According to a recent survey, approximately 80 billion pieces of clothing are purchased every year, amounting to more than $1.2 trillion in annual fashion waste. Approximately 80 percent of that waste is sent to landfills. This means that the fashion industry contributes to a third of all the waste produced worldwide. Most clothing is assembled in low-income countries, like Bangladesh, and is sent to landfills.
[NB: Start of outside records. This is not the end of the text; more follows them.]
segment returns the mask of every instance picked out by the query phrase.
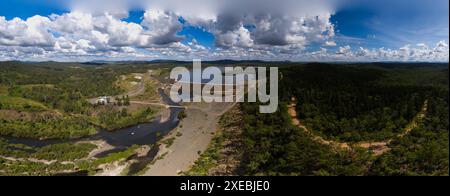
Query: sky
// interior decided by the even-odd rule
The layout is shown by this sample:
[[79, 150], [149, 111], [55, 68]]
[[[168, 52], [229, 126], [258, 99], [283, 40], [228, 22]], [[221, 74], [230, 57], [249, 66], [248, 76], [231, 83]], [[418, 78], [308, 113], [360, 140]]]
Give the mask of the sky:
[[448, 0], [2, 0], [0, 61], [449, 61]]

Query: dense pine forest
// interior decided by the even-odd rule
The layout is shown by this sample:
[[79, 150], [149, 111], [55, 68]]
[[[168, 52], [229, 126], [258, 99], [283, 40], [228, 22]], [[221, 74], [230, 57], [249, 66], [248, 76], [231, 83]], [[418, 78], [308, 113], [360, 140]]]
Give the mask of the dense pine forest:
[[386, 74], [373, 68], [310, 65], [284, 74], [282, 86], [293, 87], [284, 96], [297, 98], [304, 124], [344, 141], [392, 137], [440, 90], [388, 83], [382, 79]]
[[[292, 66], [282, 70], [275, 114], [243, 104], [246, 175], [448, 175], [448, 65]], [[420, 82], [419, 82], [420, 81]], [[365, 149], [337, 150], [290, 123], [286, 105], [296, 97], [297, 116], [314, 134], [334, 141], [392, 140], [374, 156]], [[423, 107], [425, 119], [396, 137]]]

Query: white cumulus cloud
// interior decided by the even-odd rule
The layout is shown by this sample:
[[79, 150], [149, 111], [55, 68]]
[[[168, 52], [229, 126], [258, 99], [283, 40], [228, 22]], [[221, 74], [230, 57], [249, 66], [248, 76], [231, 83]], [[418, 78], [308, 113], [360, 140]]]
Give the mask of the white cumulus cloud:
[[[448, 61], [447, 41], [397, 49], [342, 46], [331, 17], [339, 0], [62, 0], [70, 12], [7, 20], [0, 16], [0, 60], [170, 58]], [[127, 22], [130, 10], [141, 22]], [[203, 46], [185, 26], [214, 35]], [[312, 51], [309, 47], [323, 46]]]

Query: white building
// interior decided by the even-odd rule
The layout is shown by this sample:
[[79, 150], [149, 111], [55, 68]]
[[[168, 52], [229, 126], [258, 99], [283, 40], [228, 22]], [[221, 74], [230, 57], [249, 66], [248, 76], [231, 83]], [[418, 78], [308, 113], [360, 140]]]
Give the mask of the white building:
[[97, 98], [97, 103], [99, 103], [99, 104], [108, 104], [108, 100], [109, 100], [108, 97], [99, 97], [99, 98]]

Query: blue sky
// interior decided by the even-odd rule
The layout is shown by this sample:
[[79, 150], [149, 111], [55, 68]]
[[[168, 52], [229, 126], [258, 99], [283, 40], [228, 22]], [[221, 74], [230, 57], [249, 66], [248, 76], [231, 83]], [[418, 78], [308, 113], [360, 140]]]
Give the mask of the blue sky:
[[[52, 14], [64, 15], [73, 11], [73, 8], [69, 6], [70, 3], [68, 2], [70, 1], [2, 0], [0, 1], [0, 17], [3, 16], [5, 21], [8, 22], [12, 21], [15, 17], [26, 21], [28, 18], [35, 15], [45, 17]], [[295, 5], [292, 6], [295, 7]], [[145, 9], [144, 7], [139, 6], [128, 8], [128, 16], [119, 17], [118, 20], [126, 23], [141, 24], [144, 20], [144, 14], [148, 9], [152, 9], [152, 7], [150, 6], [150, 8]], [[262, 50], [261, 48], [264, 47], [265, 50], [274, 53], [274, 55], [277, 55], [276, 52], [283, 51], [281, 52], [282, 54], [297, 54], [295, 57], [293, 55], [286, 55], [284, 58], [298, 58], [298, 54], [300, 53], [306, 54], [323, 49], [335, 52], [339, 51], [343, 47], [349, 47], [351, 50], [357, 50], [359, 48], [367, 48], [371, 50], [380, 48], [397, 50], [408, 45], [417, 46], [426, 44], [429, 47], [434, 47], [437, 43], [444, 41], [448, 48], [449, 41], [448, 0], [342, 1], [340, 3], [336, 3], [336, 5], [333, 4], [333, 8], [329, 10], [331, 18], [327, 19], [327, 22], [329, 21], [332, 27], [327, 27], [326, 29], [319, 31], [315, 37], [320, 36], [321, 34], [327, 34], [327, 32], [330, 31], [329, 28], [333, 28], [334, 35], [325, 36], [326, 38], [321, 38], [321, 40], [314, 41], [313, 39], [310, 39], [310, 37], [313, 36], [306, 32], [294, 32], [291, 34], [288, 32], [286, 35], [279, 35], [279, 29], [275, 29], [273, 26], [278, 25], [278, 22], [275, 20], [271, 26], [275, 29], [274, 31], [266, 30], [266, 32], [261, 33], [261, 31], [255, 30], [254, 32], [253, 28], [259, 27], [255, 24], [246, 24], [248, 23], [246, 18], [241, 19], [242, 28], [237, 27], [231, 30], [224, 30], [223, 27], [226, 26], [219, 22], [214, 24], [193, 22], [197, 20], [189, 21], [189, 19], [185, 19], [191, 18], [192, 13], [186, 12], [188, 13], [186, 15], [177, 15], [178, 10], [174, 9], [170, 11], [173, 11], [173, 15], [177, 18], [179, 23], [176, 24], [176, 26], [173, 26], [175, 32], [170, 31], [170, 33], [174, 33], [174, 35], [158, 35], [155, 36], [156, 38], [154, 39], [168, 39], [169, 41], [167, 43], [179, 42], [186, 46], [199, 45], [205, 47], [210, 53], [213, 51], [221, 51], [222, 49], [227, 50], [229, 53], [236, 53], [237, 51], [245, 50]], [[182, 11], [180, 11], [180, 13], [181, 12]], [[289, 12], [287, 11], [287, 13]], [[195, 14], [196, 13], [194, 12], [194, 15]], [[202, 13], [199, 13], [199, 15], [201, 14]], [[234, 12], [232, 14], [234, 14]], [[247, 15], [245, 12], [244, 14]], [[248, 18], [251, 18], [251, 13], [248, 15]], [[309, 16], [310, 14], [305, 15]], [[297, 17], [297, 15], [292, 16], [292, 18], [295, 17]], [[326, 18], [326, 14], [324, 17]], [[224, 23], [227, 22], [228, 21]], [[232, 25], [236, 26], [236, 24]], [[324, 24], [311, 24], [311, 27], [309, 28], [315, 28], [316, 26], [321, 25], [323, 26]], [[143, 29], [148, 31], [151, 31], [152, 28], [156, 28], [156, 26], [142, 26]], [[0, 35], [1, 33], [2, 32], [0, 30]], [[249, 38], [247, 38], [246, 35], [248, 35]], [[272, 42], [266, 42], [265, 40], [268, 39], [267, 36], [269, 35], [279, 36], [270, 37], [269, 39], [280, 40], [280, 44], [277, 43], [271, 46], [270, 44]], [[69, 37], [73, 38], [76, 36], [71, 35]], [[181, 40], [178, 40], [179, 37], [181, 37]], [[298, 37], [301, 37], [301, 39], [298, 39]], [[244, 38], [249, 39], [249, 41], [244, 40]], [[304, 39], [306, 39], [306, 41], [304, 41]], [[12, 50], [12, 47], [17, 50], [17, 48], [23, 48], [25, 45], [27, 47], [31, 47], [29, 46], [30, 44], [12, 44], [16, 43], [14, 41], [17, 40], [4, 41], [5, 43], [3, 44], [3, 50]], [[92, 40], [89, 41], [93, 42]], [[192, 44], [192, 42], [195, 44]], [[164, 41], [164, 43], [166, 43], [166, 41]], [[0, 46], [1, 45], [2, 42], [0, 37]], [[280, 45], [286, 45], [286, 47], [283, 48], [280, 47]], [[138, 48], [139, 51], [150, 50], [153, 52], [152, 50], [155, 50], [154, 48], [158, 48], [158, 50], [160, 50], [159, 46], [153, 45], [148, 47], [137, 47], [135, 45], [131, 45], [130, 47]], [[172, 46], [168, 48], [171, 47]], [[142, 48], [145, 48], [145, 50]], [[229, 51], [230, 48], [234, 48], [235, 51]], [[293, 48], [292, 50], [295, 51], [286, 52], [286, 48], [290, 48], [290, 50]], [[264, 53], [261, 51], [259, 52]], [[164, 52], [159, 52], [160, 55], [161, 53]], [[255, 59], [270, 58], [270, 56], [263, 57], [260, 53], [255, 55]], [[171, 56], [167, 56], [166, 58], [171, 58]], [[251, 58], [251, 56], [247, 56], [246, 58]]]
[[448, 6], [448, 0], [371, 1], [343, 8], [332, 20], [339, 34], [362, 39], [362, 45], [432, 44], [448, 41]]
[[51, 0], [2, 0], [0, 1], [0, 16], [6, 19], [19, 17], [26, 19], [34, 15], [47, 16], [69, 12], [70, 9]]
The unsold clothes are sorted and resized and eventually end up as solid waste, polluting rivers, greenways, parks, and other areas.
A McKinsey study found that a consumer’s average time between washing clothes is now half that of 2000. In the US, forty-one percent of young women felt the need to change their clothes before leaving their homes. The fashion industry is responsible for 10 percent of human-caused greenhouse gas emissions and twenty percent of global wastewater. Fashion also uses more energy than the aviation and shipping industries combined. Globally, the fashion industry consumes 93 billion tons of clean water each year, the equivalent of half of the water Americans drink in a single year.